Remote work can feel isolating (which is why I hop into Luminary once or twice a week). In order to stay connected, I rely on digital communications and team/project management tools:

  1. Digital Project Management: Trello
    My client Forefront Dermatology is a leading dermatology practice group with numerous locations throughout the US. When their in-house designer went on maternity leave, I took over the design and production of ads, brochures, and other marketing materials while she was gone (and am now backup support since her return).  Because they post the projects on Trello, a project management application tool, I’m able to seamlessly integrate into the project, and maintain communication remotely.
  2. Digital Communication: Slack
    One of the most popular communication tools, as an alternative to email, I like to set up a Slack channel when I start working with a new client. This allows me to create separate channels for different aspects of projects. For instance, I am now working on a business branding project and have set up the channels: logo design, stationery design, Mailchimp templates, etc. I can even upload PDFs so no one has to dig through email to find concepts and conversations.
  3. File-Sharing: Google Docs, Dropbox, Box
    The best thing about file-sharing is collaboration. Sometimes I am in a Google Doc and I can see my project team members reviewing and making comments or edits at the same time. Clients and I share files within Dropbox or Box — which are file hosting services “in the cloud” I see all the files and folders that they see and we can all work on the — Word and Excel files, and if they have my fancy Adobe design software I usually say look but don’t touch!
  4. Virtual Conferencing: Zoom!
    Almost as good as being there! With Zoom, you get to see that I’m not in my jammies, that I work in an office (and it’s a pretty shade of teal), and we feel like we’re in the same room (but you can’t smell my tea). Zoom lets me share my screen so I can present concepts (and if I’m nice, I’ll let you share your screen too!). For a recent web design project I created, I was able to walk the client through the site, click the links and pages, and pull up other sites that she was referencing so we could both look and discuss. 
  5. Digital Scheduling: Calendly
    This app integrates into my website and calendar, so clients can schedule a meeting with me, (even a Zoom meeting) without endless back and forth. They can see my availability and pick the time and date that works for them. 
  6. Creating Boundaries:
    With all the convenience of working remotely, it’s easy to get carried away. By turning off notifications and blocking off my calendar, I set parameters and boundaries for when I’m available and when I’m not, and this is clear to clients. Oh, and I make sure to eat lunch away from my computer and get up often for water and stretching, and cat petting.  
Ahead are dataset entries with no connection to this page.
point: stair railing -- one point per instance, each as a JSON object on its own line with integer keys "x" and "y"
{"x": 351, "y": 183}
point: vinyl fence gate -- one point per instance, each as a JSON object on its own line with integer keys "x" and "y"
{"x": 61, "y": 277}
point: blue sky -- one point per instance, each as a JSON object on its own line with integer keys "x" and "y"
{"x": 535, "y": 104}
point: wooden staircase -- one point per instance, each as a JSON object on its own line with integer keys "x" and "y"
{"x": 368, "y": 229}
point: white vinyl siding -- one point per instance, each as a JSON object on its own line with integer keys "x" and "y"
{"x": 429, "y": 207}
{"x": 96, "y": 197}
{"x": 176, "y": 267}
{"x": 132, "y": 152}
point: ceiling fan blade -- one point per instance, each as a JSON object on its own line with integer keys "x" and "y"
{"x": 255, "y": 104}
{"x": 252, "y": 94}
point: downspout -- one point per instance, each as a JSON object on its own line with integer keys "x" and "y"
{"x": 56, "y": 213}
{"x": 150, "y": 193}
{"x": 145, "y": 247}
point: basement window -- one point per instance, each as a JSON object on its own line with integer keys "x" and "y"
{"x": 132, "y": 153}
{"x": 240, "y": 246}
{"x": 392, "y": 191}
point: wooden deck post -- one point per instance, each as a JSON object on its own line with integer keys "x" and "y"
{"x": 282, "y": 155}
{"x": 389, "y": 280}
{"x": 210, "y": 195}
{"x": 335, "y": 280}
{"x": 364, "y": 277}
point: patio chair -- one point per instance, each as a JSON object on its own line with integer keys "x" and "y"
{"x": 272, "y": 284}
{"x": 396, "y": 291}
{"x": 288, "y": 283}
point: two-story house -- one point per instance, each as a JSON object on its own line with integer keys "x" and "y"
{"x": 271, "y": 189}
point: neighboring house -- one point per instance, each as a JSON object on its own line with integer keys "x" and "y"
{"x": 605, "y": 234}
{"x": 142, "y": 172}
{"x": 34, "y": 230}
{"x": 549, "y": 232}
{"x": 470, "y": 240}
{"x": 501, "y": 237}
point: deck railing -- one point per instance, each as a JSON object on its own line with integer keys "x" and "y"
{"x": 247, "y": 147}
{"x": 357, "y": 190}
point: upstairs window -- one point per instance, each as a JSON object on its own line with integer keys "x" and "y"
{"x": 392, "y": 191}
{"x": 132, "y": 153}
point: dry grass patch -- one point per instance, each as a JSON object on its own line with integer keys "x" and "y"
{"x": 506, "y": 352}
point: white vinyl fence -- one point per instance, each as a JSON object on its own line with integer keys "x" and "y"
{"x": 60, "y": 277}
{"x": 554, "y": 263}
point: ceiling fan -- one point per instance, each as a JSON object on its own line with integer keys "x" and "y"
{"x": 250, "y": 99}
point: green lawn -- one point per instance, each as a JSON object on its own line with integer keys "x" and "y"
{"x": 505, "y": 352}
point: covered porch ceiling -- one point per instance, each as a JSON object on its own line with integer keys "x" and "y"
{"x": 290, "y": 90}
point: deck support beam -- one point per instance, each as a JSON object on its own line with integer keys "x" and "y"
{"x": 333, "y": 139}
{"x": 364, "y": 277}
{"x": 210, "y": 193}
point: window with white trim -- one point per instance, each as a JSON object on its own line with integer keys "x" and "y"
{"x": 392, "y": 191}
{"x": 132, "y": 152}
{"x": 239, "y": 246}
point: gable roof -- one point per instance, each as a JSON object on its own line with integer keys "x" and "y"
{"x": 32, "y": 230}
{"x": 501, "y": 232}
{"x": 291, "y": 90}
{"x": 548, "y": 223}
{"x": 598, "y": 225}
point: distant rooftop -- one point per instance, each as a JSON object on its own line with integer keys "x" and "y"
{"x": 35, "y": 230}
If you aren’t used to working remotely, you might feel more isolated than normal. But I see this as an opportunity to create a compelling new digital remote work environment that’s engaging, participatory, and full of human connection. In fact, I do it every day. 

Hopefully, some of these tools will help you feel connected, online and off, and open up new opportunities for how you work. And, if you need help with design, let’s talk!

7 thoughts on “Tools and Strategies for Life as a Remote Worker

  1. Great tips for those of us who are lucky enough to be able to work remotely.
    I’m thinking of sharing tips on what to wear for all those Zoom calls from home. It’s too easy to dress uber comfy while home, and that often doesn’t translate well when virtually meeting with clients, potential clients, co-workers, etc.